Anachroniques contemporaines

L'art des "mais..."

Il faut savoir entendre, sous le tumulte de l’actualité, les mouvements d’opinion qui avancent à bas-bruit…

Guettez nos conversations… Nos argumentaires sont souvent chargés de sens, d’idées, d’émotions, et de sentiments contradictoires. Nous justifions, tant bien que mal, par de petites astuces rhétoriques, ces paradoxes pour rendre notre pensée crédible. Cette quête de cohérence use couramment d’un mot. Un tout petit mot qui relie avec souplesse nos énonciations paradoxales.
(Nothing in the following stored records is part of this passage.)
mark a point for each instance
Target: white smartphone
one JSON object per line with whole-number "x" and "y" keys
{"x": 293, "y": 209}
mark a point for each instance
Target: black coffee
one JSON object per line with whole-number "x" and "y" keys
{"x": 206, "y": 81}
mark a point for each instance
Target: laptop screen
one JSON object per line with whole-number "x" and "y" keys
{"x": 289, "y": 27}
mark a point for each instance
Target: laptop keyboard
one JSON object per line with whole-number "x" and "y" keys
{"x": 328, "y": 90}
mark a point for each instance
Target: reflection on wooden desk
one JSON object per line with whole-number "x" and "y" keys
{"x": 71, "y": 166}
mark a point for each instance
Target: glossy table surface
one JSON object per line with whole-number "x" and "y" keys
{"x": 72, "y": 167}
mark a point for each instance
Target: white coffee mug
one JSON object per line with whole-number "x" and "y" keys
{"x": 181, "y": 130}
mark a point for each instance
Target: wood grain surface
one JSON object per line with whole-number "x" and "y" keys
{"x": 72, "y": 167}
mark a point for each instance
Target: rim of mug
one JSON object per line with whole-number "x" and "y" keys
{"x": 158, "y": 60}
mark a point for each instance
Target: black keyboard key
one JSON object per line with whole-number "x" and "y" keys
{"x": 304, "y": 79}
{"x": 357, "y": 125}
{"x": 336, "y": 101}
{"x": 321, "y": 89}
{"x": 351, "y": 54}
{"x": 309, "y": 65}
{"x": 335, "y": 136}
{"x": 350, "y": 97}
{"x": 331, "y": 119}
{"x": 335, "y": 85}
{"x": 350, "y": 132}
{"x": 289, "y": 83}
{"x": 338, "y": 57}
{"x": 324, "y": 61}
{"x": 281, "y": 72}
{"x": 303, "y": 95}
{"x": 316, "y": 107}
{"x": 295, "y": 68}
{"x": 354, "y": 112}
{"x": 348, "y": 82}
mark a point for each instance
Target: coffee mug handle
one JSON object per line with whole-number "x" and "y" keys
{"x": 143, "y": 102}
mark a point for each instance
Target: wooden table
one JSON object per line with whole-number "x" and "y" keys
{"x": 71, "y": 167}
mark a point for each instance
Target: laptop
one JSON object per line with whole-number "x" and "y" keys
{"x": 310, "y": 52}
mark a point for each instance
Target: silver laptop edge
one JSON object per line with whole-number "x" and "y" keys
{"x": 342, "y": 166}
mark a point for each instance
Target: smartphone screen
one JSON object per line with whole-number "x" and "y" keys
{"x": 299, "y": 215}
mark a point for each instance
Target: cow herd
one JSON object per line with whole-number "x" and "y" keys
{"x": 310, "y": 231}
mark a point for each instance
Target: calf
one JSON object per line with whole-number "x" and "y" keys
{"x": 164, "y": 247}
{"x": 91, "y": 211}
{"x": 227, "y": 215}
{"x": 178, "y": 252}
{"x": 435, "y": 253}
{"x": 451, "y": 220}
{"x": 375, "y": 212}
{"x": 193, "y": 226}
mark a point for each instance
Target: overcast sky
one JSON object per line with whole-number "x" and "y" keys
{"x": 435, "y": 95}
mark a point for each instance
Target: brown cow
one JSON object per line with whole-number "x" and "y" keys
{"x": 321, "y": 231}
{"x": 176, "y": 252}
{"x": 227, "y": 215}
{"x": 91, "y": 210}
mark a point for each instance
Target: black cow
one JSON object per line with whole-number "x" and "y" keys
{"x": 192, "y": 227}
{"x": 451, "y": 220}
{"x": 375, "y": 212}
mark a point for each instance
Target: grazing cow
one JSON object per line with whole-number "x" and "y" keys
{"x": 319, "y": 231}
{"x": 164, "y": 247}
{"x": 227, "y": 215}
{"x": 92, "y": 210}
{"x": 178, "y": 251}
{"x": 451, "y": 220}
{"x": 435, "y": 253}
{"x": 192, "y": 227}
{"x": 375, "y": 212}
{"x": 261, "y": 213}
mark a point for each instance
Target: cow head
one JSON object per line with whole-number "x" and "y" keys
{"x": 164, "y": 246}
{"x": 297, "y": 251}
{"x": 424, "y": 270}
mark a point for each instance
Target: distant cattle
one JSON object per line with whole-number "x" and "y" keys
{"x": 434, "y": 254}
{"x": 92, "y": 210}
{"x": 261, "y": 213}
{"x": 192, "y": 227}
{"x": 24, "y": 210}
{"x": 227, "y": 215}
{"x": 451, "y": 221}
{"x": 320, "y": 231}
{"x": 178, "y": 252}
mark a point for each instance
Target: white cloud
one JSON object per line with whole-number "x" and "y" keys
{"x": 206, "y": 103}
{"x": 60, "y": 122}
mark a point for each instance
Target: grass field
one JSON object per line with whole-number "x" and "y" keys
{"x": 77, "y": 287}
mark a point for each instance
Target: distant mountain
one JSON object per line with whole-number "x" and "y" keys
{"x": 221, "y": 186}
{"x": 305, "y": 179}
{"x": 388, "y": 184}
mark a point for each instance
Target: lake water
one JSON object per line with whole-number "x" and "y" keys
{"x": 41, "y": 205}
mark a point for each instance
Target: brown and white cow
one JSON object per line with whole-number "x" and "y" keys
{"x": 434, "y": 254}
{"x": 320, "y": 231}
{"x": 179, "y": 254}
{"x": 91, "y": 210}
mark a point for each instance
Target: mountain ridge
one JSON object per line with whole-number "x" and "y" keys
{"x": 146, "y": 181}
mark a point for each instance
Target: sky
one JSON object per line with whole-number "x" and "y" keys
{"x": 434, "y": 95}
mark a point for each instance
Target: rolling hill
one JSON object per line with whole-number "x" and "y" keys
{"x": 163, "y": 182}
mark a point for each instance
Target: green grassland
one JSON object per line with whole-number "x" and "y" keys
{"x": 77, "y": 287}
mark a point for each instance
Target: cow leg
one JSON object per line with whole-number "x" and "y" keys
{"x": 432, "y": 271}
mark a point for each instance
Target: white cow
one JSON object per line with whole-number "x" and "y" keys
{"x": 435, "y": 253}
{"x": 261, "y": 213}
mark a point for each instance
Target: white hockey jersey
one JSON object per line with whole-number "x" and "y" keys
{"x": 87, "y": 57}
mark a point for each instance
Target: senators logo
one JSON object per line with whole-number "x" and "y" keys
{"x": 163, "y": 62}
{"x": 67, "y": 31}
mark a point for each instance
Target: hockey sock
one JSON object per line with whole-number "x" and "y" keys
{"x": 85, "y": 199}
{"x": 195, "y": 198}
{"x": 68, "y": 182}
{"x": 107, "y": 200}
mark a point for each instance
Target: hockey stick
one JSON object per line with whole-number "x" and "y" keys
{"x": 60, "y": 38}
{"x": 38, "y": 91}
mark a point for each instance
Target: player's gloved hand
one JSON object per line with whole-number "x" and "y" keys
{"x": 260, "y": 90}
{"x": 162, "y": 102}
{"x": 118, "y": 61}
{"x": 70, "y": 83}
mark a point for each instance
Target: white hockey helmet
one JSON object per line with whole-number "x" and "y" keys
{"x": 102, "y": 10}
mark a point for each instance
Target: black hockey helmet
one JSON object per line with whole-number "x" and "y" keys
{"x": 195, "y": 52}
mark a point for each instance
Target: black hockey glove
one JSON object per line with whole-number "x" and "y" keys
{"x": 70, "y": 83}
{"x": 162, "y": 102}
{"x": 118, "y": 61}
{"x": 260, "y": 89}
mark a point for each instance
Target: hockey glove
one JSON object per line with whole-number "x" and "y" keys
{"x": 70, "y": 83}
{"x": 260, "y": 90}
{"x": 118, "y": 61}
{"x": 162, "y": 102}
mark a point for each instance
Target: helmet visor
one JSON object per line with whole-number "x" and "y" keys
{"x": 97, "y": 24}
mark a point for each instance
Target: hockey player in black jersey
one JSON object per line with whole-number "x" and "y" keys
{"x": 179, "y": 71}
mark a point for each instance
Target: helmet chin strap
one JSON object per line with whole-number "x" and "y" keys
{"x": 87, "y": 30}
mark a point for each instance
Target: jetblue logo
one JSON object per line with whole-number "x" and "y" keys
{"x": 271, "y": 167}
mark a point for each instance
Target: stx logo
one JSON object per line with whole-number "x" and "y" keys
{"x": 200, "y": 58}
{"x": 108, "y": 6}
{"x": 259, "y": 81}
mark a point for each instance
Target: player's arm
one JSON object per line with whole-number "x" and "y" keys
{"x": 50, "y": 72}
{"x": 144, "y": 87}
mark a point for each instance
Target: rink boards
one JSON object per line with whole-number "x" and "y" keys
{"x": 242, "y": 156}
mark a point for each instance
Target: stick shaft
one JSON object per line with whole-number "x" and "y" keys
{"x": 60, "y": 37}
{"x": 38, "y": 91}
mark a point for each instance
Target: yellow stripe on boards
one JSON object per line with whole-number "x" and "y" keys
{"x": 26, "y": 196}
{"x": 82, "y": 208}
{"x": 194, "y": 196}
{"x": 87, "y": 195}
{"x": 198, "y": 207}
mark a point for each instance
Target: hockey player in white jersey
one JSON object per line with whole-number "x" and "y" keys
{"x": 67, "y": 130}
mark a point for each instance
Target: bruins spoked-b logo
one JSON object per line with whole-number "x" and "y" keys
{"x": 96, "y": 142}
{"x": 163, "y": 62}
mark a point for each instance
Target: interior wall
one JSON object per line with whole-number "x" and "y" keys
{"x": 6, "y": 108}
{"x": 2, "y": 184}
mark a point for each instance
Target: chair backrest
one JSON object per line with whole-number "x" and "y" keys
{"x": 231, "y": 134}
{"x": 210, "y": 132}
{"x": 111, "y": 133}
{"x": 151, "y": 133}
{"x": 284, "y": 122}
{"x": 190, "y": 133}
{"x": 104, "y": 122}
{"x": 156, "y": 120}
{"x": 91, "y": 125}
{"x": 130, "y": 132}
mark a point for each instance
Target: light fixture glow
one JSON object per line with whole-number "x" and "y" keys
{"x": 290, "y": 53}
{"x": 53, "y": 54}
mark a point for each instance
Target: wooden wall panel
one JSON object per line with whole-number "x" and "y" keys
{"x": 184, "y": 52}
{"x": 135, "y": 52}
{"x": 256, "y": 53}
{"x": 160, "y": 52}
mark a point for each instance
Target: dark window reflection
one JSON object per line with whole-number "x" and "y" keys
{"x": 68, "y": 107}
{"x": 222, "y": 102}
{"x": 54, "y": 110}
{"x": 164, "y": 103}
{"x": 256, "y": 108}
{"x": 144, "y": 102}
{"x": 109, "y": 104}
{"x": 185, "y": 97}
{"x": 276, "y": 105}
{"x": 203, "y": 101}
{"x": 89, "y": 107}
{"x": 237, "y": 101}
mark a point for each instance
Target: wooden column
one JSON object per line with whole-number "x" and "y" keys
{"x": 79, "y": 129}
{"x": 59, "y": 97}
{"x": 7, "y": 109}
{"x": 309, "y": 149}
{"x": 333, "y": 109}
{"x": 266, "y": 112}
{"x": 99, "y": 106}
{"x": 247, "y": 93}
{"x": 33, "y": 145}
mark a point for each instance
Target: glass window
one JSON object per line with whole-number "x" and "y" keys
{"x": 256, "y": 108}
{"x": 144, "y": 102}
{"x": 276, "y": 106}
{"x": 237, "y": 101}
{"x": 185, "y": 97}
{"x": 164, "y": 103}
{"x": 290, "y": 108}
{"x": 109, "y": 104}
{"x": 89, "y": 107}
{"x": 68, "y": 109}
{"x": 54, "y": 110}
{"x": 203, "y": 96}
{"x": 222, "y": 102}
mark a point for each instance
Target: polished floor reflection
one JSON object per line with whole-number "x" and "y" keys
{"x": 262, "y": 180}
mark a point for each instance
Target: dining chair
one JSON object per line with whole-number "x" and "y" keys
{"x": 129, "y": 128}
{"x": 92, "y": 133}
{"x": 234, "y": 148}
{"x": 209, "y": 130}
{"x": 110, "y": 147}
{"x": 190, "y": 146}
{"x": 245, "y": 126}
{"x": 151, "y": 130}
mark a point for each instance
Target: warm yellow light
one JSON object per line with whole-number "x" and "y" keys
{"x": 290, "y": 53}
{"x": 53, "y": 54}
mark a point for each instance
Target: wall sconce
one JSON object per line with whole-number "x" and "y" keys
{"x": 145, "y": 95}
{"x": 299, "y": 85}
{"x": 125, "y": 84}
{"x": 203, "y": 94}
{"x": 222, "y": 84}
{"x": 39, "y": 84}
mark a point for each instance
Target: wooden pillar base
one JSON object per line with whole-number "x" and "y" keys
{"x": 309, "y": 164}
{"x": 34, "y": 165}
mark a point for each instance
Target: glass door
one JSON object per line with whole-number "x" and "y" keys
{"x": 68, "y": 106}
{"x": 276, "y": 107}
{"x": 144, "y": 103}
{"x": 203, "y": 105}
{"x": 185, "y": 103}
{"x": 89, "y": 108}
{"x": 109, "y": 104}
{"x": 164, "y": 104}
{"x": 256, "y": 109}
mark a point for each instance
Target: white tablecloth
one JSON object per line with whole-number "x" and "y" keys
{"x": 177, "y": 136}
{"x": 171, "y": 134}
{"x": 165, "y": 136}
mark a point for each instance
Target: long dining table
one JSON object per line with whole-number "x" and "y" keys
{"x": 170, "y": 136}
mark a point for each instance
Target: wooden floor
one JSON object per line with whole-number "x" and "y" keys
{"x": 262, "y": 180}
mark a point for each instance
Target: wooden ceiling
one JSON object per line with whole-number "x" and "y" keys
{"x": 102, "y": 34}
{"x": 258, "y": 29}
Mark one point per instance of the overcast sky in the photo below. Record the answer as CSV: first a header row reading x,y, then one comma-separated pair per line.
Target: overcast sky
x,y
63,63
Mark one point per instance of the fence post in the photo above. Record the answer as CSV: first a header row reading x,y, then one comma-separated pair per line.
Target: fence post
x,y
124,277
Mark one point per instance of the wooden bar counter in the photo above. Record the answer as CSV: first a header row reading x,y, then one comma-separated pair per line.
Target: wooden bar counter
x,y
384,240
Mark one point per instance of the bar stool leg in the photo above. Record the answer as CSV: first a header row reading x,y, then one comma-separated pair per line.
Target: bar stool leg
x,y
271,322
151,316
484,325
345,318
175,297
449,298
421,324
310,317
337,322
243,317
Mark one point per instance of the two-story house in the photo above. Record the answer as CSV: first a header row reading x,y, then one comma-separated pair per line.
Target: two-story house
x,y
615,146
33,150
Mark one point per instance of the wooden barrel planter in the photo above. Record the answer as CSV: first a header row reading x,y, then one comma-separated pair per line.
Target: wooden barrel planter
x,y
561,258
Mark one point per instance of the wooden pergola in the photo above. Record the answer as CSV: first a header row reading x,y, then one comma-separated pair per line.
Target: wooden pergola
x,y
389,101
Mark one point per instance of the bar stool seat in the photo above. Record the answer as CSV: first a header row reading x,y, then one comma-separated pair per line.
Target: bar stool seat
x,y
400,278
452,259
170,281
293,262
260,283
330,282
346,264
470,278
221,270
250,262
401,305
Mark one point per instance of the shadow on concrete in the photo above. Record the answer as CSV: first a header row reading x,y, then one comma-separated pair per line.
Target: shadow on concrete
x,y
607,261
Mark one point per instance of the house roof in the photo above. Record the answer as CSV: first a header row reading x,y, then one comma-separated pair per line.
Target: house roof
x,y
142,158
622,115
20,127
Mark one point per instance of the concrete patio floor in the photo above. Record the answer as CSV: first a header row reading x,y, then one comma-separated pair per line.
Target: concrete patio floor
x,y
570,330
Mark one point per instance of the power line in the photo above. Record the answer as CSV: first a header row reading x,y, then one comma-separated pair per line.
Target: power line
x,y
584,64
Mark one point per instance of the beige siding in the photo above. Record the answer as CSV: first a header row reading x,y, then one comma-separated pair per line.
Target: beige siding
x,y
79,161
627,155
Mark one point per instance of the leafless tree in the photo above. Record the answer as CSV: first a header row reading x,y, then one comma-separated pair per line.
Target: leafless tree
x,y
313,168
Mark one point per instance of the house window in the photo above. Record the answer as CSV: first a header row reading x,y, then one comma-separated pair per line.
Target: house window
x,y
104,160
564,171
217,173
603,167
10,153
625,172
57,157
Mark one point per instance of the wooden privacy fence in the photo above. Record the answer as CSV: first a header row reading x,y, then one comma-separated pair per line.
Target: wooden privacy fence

Heureusement qu’il est là, le « MAIS » !  Cette très ordinaire conjonction de coordination fait des miracles.

Pour illustrer ce phénomène, bref verbatim de remarques captées, çà et là, dans la presse et aux comptoirs des bistrots :

Où l’on reparle de la laïcité après les commémorations de l'assassinat de Samuel Paty pendant le mois du ramadan :

– « Atroce assassinat, MAIS… c’est l'école qui est coupable, elle échoue à produire des échanges pacifiés dans la communauté éducative. » (un parent d’élève à la tribune de sa fédération)

– « Charlie-Hebdo a eu raison de publier les caricatures de Mahomet au nom de la liberté d’expression, MAIS… cet son irrespect a frisé le blasphème et ceux qui s’en indignent n’ont pas tort. » (un philosophe à la télé)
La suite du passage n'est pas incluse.